CiviCERT Vetting Policy

LAST REVISION: 10 JUNE 2019

Purpose of vetting

The purpose of vetting beneficiaries is an exercise in reducing risk for CiviCERT members and for users at risk.

Some of the risks mitigated by vetting include the risk to CiviCERT members of reputation damage resulting from working with organizations that themselves do not uphold basic human rights, or are controversial for any other reason. There is the risk of being socially engineered by our adversaries into releasing information, or allowing our adversaries into getting a foothold onto our platforms, that would then allow them to perpetrate effective attacks on our operation. There is also the risk of adversaries consuming our resources in fake incidents, thus denying capability to the people and organizations that really require our assistance.

Vetting is an exercise of doing adequate due diligence with the beneficiaries we assist, to ensure they are truly users at risk.
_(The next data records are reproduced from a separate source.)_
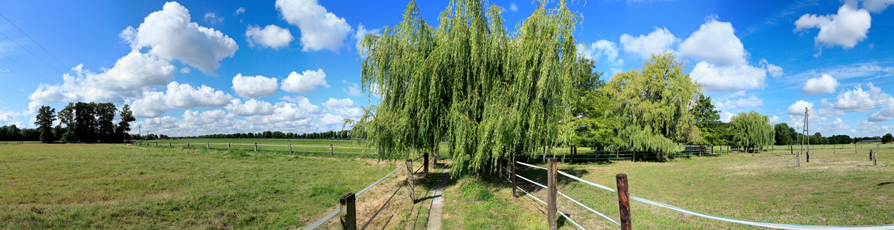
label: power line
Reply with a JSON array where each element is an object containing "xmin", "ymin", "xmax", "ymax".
[
  {"xmin": 0, "ymin": 32, "xmax": 63, "ymax": 74},
  {"xmin": 0, "ymin": 14, "xmax": 68, "ymax": 68},
  {"xmin": 0, "ymin": 50, "xmax": 58, "ymax": 83}
]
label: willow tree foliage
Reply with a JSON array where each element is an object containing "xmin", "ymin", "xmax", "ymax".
[
  {"xmin": 603, "ymin": 53, "xmax": 701, "ymax": 153},
  {"xmin": 352, "ymin": 0, "xmax": 579, "ymax": 173},
  {"xmin": 562, "ymin": 59, "xmax": 621, "ymax": 151},
  {"xmin": 729, "ymin": 111, "xmax": 776, "ymax": 150}
]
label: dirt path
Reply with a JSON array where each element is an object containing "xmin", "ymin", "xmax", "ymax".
[{"xmin": 426, "ymin": 165, "xmax": 450, "ymax": 230}]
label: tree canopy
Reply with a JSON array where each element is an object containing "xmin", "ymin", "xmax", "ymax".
[
  {"xmin": 352, "ymin": 0, "xmax": 580, "ymax": 175},
  {"xmin": 729, "ymin": 111, "xmax": 776, "ymax": 149},
  {"xmin": 603, "ymin": 53, "xmax": 701, "ymax": 153}
]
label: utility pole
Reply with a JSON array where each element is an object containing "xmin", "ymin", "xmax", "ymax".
[{"xmin": 804, "ymin": 107, "xmax": 810, "ymax": 163}]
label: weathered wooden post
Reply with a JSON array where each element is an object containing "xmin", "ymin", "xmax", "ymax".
[
  {"xmin": 546, "ymin": 158, "xmax": 559, "ymax": 230},
  {"xmin": 615, "ymin": 173, "xmax": 633, "ymax": 230},
  {"xmin": 509, "ymin": 154, "xmax": 518, "ymax": 202},
  {"xmin": 406, "ymin": 159, "xmax": 416, "ymax": 203},
  {"xmin": 422, "ymin": 153, "xmax": 428, "ymax": 176},
  {"xmin": 339, "ymin": 193, "xmax": 357, "ymax": 230}
]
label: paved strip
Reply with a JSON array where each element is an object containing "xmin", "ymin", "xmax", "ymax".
[{"xmin": 425, "ymin": 166, "xmax": 450, "ymax": 230}]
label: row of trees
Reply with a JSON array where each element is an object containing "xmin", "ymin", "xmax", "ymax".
[
  {"xmin": 193, "ymin": 130, "xmax": 351, "ymax": 139},
  {"xmin": 34, "ymin": 102, "xmax": 136, "ymax": 143}
]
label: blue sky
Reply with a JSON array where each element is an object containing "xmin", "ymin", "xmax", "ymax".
[{"xmin": 0, "ymin": 0, "xmax": 894, "ymax": 136}]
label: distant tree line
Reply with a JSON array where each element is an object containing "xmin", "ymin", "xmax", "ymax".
[
  {"xmin": 192, "ymin": 130, "xmax": 351, "ymax": 139},
  {"xmin": 0, "ymin": 102, "xmax": 136, "ymax": 143}
]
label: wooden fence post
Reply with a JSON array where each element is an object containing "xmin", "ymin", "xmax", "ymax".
[
  {"xmin": 422, "ymin": 153, "xmax": 428, "ymax": 176},
  {"xmin": 406, "ymin": 159, "xmax": 416, "ymax": 201},
  {"xmin": 509, "ymin": 154, "xmax": 518, "ymax": 203},
  {"xmin": 615, "ymin": 173, "xmax": 633, "ymax": 230},
  {"xmin": 339, "ymin": 193, "xmax": 357, "ymax": 230},
  {"xmin": 546, "ymin": 158, "xmax": 559, "ymax": 230}
]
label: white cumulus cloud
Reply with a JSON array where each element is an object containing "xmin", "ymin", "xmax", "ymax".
[
  {"xmin": 276, "ymin": 0, "xmax": 352, "ymax": 53},
  {"xmin": 282, "ymin": 69, "xmax": 329, "ymax": 93},
  {"xmin": 786, "ymin": 101, "xmax": 813, "ymax": 117},
  {"xmin": 689, "ymin": 61, "xmax": 767, "ymax": 92},
  {"xmin": 119, "ymin": 2, "xmax": 239, "ymax": 75},
  {"xmin": 832, "ymin": 82, "xmax": 894, "ymax": 112},
  {"xmin": 795, "ymin": 4, "xmax": 872, "ymax": 49},
  {"xmin": 233, "ymin": 73, "xmax": 279, "ymax": 98},
  {"xmin": 323, "ymin": 98, "xmax": 363, "ymax": 119},
  {"xmin": 245, "ymin": 25, "xmax": 295, "ymax": 49},
  {"xmin": 621, "ymin": 27, "xmax": 679, "ymax": 59},
  {"xmin": 801, "ymin": 74, "xmax": 841, "ymax": 95},
  {"xmin": 225, "ymin": 98, "xmax": 273, "ymax": 117},
  {"xmin": 679, "ymin": 19, "xmax": 748, "ymax": 66},
  {"xmin": 132, "ymin": 81, "xmax": 233, "ymax": 118}
]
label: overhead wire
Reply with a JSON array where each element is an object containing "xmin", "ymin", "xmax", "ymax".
[
  {"xmin": 0, "ymin": 14, "xmax": 68, "ymax": 68},
  {"xmin": 0, "ymin": 32, "xmax": 63, "ymax": 74},
  {"xmin": 0, "ymin": 50, "xmax": 57, "ymax": 83}
]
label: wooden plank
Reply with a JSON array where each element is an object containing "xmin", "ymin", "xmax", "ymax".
[
  {"xmin": 546, "ymin": 158, "xmax": 559, "ymax": 230},
  {"xmin": 615, "ymin": 173, "xmax": 633, "ymax": 230}
]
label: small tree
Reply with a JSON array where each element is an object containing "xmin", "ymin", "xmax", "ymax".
[
  {"xmin": 116, "ymin": 104, "xmax": 137, "ymax": 142},
  {"xmin": 34, "ymin": 105, "xmax": 56, "ymax": 143},
  {"xmin": 729, "ymin": 111, "xmax": 776, "ymax": 151}
]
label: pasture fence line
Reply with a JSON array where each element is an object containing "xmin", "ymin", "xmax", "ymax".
[
  {"xmin": 130, "ymin": 142, "xmax": 456, "ymax": 159},
  {"xmin": 512, "ymin": 158, "xmax": 894, "ymax": 230},
  {"xmin": 303, "ymin": 153, "xmax": 429, "ymax": 230}
]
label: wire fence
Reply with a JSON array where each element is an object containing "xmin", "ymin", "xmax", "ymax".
[{"xmin": 501, "ymin": 158, "xmax": 894, "ymax": 230}]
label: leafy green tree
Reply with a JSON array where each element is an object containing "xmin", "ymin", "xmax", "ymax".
[
  {"xmin": 774, "ymin": 123, "xmax": 797, "ymax": 145},
  {"xmin": 6, "ymin": 125, "xmax": 22, "ymax": 141},
  {"xmin": 115, "ymin": 104, "xmax": 137, "ymax": 142},
  {"xmin": 96, "ymin": 103, "xmax": 118, "ymax": 143},
  {"xmin": 692, "ymin": 93, "xmax": 725, "ymax": 145},
  {"xmin": 34, "ymin": 105, "xmax": 56, "ymax": 143},
  {"xmin": 729, "ymin": 111, "xmax": 776, "ymax": 151},
  {"xmin": 602, "ymin": 53, "xmax": 702, "ymax": 153},
  {"xmin": 562, "ymin": 58, "xmax": 621, "ymax": 154},
  {"xmin": 351, "ymin": 0, "xmax": 580, "ymax": 175},
  {"xmin": 58, "ymin": 103, "xmax": 78, "ymax": 142},
  {"xmin": 75, "ymin": 102, "xmax": 96, "ymax": 143}
]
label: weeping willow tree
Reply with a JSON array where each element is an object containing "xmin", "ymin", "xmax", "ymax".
[
  {"xmin": 352, "ymin": 0, "xmax": 580, "ymax": 175},
  {"xmin": 729, "ymin": 111, "xmax": 776, "ymax": 151},
  {"xmin": 602, "ymin": 53, "xmax": 701, "ymax": 153}
]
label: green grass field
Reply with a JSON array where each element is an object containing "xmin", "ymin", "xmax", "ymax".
[
  {"xmin": 0, "ymin": 144, "xmax": 408, "ymax": 229},
  {"xmin": 458, "ymin": 145, "xmax": 894, "ymax": 229}
]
CiviCERT’s Vetting Process

The process used by CiviCERT members to vet all new beneficiaries consists in the following steps:

  1. Initial evaluation
  2. Identify/contact potential vettors
  3. Evaluation of responses
  4. Sign off and recording

1. Initial evaluation

A certain amount of groundwork can be done initially via information sources such as Google, Wikipedia, the organization’s own website, Whois, PGP keyservers, etc., to make a determination of the validity of the organization and individual/s in question. None of these sources alone should be considered reliable, but together it is possible to get some sense of the legitimacy of the organization/individual.
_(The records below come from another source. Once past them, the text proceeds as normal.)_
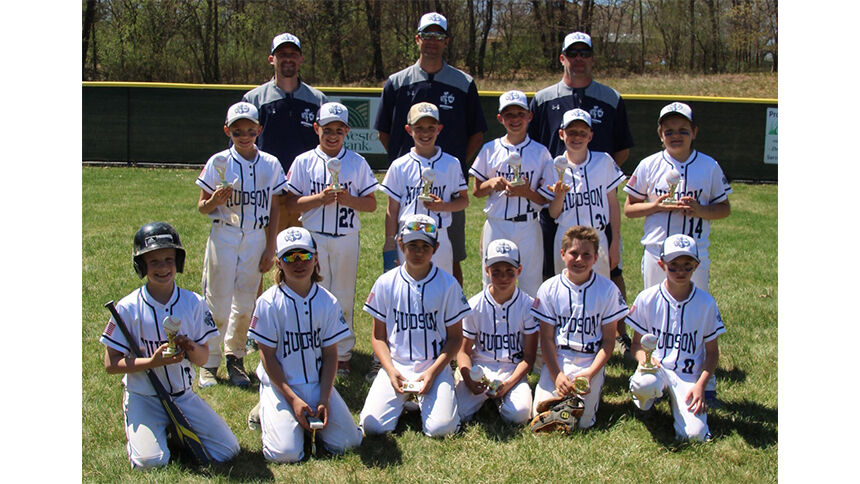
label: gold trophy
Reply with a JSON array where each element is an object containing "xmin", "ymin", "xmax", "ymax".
[
  {"xmin": 660, "ymin": 168, "xmax": 681, "ymax": 205},
  {"xmin": 469, "ymin": 366, "xmax": 502, "ymax": 397},
  {"xmin": 573, "ymin": 376, "xmax": 591, "ymax": 395},
  {"xmin": 639, "ymin": 333, "xmax": 658, "ymax": 373},
  {"xmin": 325, "ymin": 158, "xmax": 343, "ymax": 192},
  {"xmin": 161, "ymin": 316, "xmax": 182, "ymax": 358},
  {"xmin": 418, "ymin": 166, "xmax": 436, "ymax": 202},
  {"xmin": 508, "ymin": 151, "xmax": 525, "ymax": 186}
]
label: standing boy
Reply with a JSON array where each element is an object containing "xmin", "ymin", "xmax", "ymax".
[
  {"xmin": 197, "ymin": 102, "xmax": 287, "ymax": 387},
  {"xmin": 286, "ymin": 102, "xmax": 379, "ymax": 377},
  {"xmin": 532, "ymin": 225, "xmax": 627, "ymax": 429},
  {"xmin": 627, "ymin": 234, "xmax": 726, "ymax": 440},
  {"xmin": 542, "ymin": 109, "xmax": 625, "ymax": 278},
  {"xmin": 359, "ymin": 214, "xmax": 472, "ymax": 437},
  {"xmin": 469, "ymin": 91, "xmax": 552, "ymax": 295},
  {"xmin": 99, "ymin": 222, "xmax": 239, "ymax": 469},
  {"xmin": 456, "ymin": 239, "xmax": 540, "ymax": 424},
  {"xmin": 382, "ymin": 102, "xmax": 469, "ymax": 274}
]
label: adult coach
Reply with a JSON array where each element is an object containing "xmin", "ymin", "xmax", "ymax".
[
  {"xmin": 242, "ymin": 32, "xmax": 327, "ymax": 233},
  {"xmin": 373, "ymin": 12, "xmax": 487, "ymax": 286},
  {"xmin": 529, "ymin": 32, "xmax": 633, "ymax": 350}
]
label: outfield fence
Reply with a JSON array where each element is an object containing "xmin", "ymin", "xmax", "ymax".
[{"xmin": 82, "ymin": 82, "xmax": 778, "ymax": 182}]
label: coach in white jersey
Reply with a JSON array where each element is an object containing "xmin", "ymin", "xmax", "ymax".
[
  {"xmin": 624, "ymin": 103, "xmax": 732, "ymax": 291},
  {"xmin": 286, "ymin": 102, "xmax": 379, "ymax": 376},
  {"xmin": 99, "ymin": 222, "xmax": 239, "ymax": 468},
  {"xmin": 196, "ymin": 102, "xmax": 287, "ymax": 387},
  {"xmin": 532, "ymin": 226, "xmax": 627, "ymax": 429},
  {"xmin": 359, "ymin": 215, "xmax": 472, "ymax": 437},
  {"xmin": 248, "ymin": 227, "xmax": 361, "ymax": 462},
  {"xmin": 627, "ymin": 234, "xmax": 726, "ymax": 440},
  {"xmin": 540, "ymin": 109, "xmax": 626, "ymax": 277},
  {"xmin": 456, "ymin": 239, "xmax": 540, "ymax": 424},
  {"xmin": 469, "ymin": 90, "xmax": 553, "ymax": 295},
  {"xmin": 382, "ymin": 103, "xmax": 469, "ymax": 274}
]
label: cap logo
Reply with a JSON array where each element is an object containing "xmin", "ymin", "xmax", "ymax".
[
  {"xmin": 143, "ymin": 234, "xmax": 173, "ymax": 247},
  {"xmin": 675, "ymin": 237, "xmax": 690, "ymax": 249},
  {"xmin": 284, "ymin": 230, "xmax": 302, "ymax": 242}
]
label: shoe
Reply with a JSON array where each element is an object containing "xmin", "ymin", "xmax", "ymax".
[
  {"xmin": 248, "ymin": 402, "xmax": 261, "ymax": 432},
  {"xmin": 364, "ymin": 358, "xmax": 382, "ymax": 383},
  {"xmin": 197, "ymin": 366, "xmax": 218, "ymax": 388},
  {"xmin": 337, "ymin": 361, "xmax": 350, "ymax": 378},
  {"xmin": 227, "ymin": 355, "xmax": 251, "ymax": 388},
  {"xmin": 705, "ymin": 390, "xmax": 723, "ymax": 409}
]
2. Identify/contact potential vettors

Identifying who are potential vettors is the next step. We need to find someone we already know and trust that is prepared to vouch for the potential new beneficiary.

A good place to start is to look at the organization’s website, particularly any pages identifying members of the organization’s board. Board members are often high-profile people in the NGO space, so this presents an excellent way to identify potential vettors.

3. Evaluation of responses

What we are trying to establish is that the beneficiary is who they claim they are, and that they act rationally and with safety and respect for others.

This is never going to be a hard and fast ruling of “adequacy”, as the nature of the trust relationships are always going to be somewhat subjective. However as a general heuristic rule we can consider that if someone we trust implicitly vouches for a new beneficiary we can consider them vetted. If we cannot find someone that we trust implicitly, then we would need two acquaintances whose reputations we trust, that both vouch for the new beneficiary before we would consider the vetting adequate.

4. Sign off and recording

Each vetting process needs to be signed off by the team leader. The fact that the client has been through the vetting process and either been declined or successfully vetted is recorded in the organization’s ticketing system.